The cover illustrates "The Yellow Needle" by Gerald Vance. It's a time-travel fantasy, sort of an anti-Bradbuy -Finney story about a guy who travels back to 1900 and finds out he's not nearly as happy there as he'd thought he'd be. The yellow needle is the gimmick in the story, and what it has to do with a fakir in Cairo is something it's probably best not to think about. In fact, the whole story is something it's probably best not to think about. It's not very good at all.
The first story in the magazine is a science fiction tale by Milton Lesser. (The first story in the issue of Amazing was a fantasy by Lesser; go figure.) "Cosmic Appetite" can be summed up thusly: The Blob in outer space. Since it was written a good many years before The Blob hit the theaters, you might perhaps want to write a monograph on its influence. I don't.
1 comment:
WEIRD TALES had blobs going back...Joseph Payne Brennan's "Slime"...was Anthony Rud's "Ooze" in the first issue a blobbish? Shall finally have to read it (shudder). Only 3-4 years before THE BLOB slithered out of Phoenixville, though, eh?
In 1954, this would be just after the great experiment with FANTASTIC was officially pronounced dead, when the high budget was gone, FANTASTIC ADVENTURES was merged with it, and the mix of decent fiction from top-flight contributors and slick fripperies from others (and some of the first group) were supplanted by the Usual Run of ZD stuff, as Fairman settled in as editor of sorts.

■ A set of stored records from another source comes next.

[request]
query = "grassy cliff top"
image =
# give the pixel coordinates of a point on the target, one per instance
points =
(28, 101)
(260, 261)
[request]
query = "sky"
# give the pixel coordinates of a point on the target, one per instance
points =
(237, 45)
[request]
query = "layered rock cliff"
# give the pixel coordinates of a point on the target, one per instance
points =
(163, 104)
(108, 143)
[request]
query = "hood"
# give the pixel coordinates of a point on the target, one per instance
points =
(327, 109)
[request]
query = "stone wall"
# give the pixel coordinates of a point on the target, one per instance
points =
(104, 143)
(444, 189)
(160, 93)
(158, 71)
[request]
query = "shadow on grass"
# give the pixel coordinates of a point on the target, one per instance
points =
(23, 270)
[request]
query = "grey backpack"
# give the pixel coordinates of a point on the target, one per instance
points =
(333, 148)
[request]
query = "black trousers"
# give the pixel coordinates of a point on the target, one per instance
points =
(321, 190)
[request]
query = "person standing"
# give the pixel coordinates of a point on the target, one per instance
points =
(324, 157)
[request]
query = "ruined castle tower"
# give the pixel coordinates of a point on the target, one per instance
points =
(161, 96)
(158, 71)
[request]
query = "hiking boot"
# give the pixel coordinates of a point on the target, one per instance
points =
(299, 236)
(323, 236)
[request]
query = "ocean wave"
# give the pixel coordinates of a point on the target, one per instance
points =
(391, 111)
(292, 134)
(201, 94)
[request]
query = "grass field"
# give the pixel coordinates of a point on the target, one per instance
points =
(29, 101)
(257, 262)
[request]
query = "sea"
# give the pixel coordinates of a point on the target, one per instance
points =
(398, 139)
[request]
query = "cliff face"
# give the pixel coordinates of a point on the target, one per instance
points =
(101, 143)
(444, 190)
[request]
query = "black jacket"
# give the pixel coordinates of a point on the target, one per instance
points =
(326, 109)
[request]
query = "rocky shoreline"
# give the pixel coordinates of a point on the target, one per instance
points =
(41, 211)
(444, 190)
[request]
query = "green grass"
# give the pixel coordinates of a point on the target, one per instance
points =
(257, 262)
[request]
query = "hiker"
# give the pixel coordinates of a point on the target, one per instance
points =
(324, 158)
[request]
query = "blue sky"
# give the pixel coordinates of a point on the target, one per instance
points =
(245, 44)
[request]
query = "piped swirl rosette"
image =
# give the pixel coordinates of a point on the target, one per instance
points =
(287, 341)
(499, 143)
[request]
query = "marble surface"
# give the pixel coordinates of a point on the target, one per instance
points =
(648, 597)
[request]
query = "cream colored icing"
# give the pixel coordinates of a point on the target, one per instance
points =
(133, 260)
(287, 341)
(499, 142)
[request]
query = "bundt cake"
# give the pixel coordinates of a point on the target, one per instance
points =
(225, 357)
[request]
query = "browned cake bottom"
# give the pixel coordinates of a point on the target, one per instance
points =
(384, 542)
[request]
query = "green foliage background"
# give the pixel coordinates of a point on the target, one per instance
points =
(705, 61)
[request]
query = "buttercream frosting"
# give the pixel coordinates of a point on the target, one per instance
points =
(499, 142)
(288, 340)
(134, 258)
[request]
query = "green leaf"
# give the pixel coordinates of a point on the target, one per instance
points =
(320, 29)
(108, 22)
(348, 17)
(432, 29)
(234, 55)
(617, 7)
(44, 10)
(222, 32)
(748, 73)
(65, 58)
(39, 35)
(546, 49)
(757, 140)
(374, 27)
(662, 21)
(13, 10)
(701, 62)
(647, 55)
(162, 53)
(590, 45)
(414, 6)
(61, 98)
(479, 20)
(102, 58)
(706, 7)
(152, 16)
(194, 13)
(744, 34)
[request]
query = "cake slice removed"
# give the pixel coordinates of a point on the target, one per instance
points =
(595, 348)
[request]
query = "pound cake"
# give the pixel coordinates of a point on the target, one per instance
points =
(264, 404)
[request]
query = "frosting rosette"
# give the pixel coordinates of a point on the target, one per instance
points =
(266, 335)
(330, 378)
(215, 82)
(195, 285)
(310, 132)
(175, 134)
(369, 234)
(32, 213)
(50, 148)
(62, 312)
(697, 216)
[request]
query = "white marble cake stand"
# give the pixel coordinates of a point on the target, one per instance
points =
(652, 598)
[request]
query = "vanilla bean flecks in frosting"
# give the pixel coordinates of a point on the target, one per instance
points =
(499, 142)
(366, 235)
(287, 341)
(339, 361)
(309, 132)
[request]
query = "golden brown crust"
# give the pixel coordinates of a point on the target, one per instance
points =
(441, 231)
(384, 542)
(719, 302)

Did Cele Goldsmith start working for him, and pulling some decent stuff out of slush (Kate Wilhelm, et al.) in '55?
For some reason, the ZD magazines always did seem to want to feature no-holds-barred fantasy in AMAZING and (even when it was blurbed a fantasy magazine) sf in FANTASTIC, a tradition that continued with subsequent publishers even before the two magazines were combined and thus made it Sort Of OK. (Ted White's last issues of AMAZING and FANTASTIC respectively featured Steve Utley stories about sentient dust devils and time-traveling future dictator-overthrow attempts, when it might've made a bit more sense the other way 'round.)
Gerald Vance was a house pseud, as far as I remember, for all sorts of minor work in the ZD magazines.
The guy in sports jacket and Bermudas is just fashion-forward...slacker louts would do this a fair amount forty years later.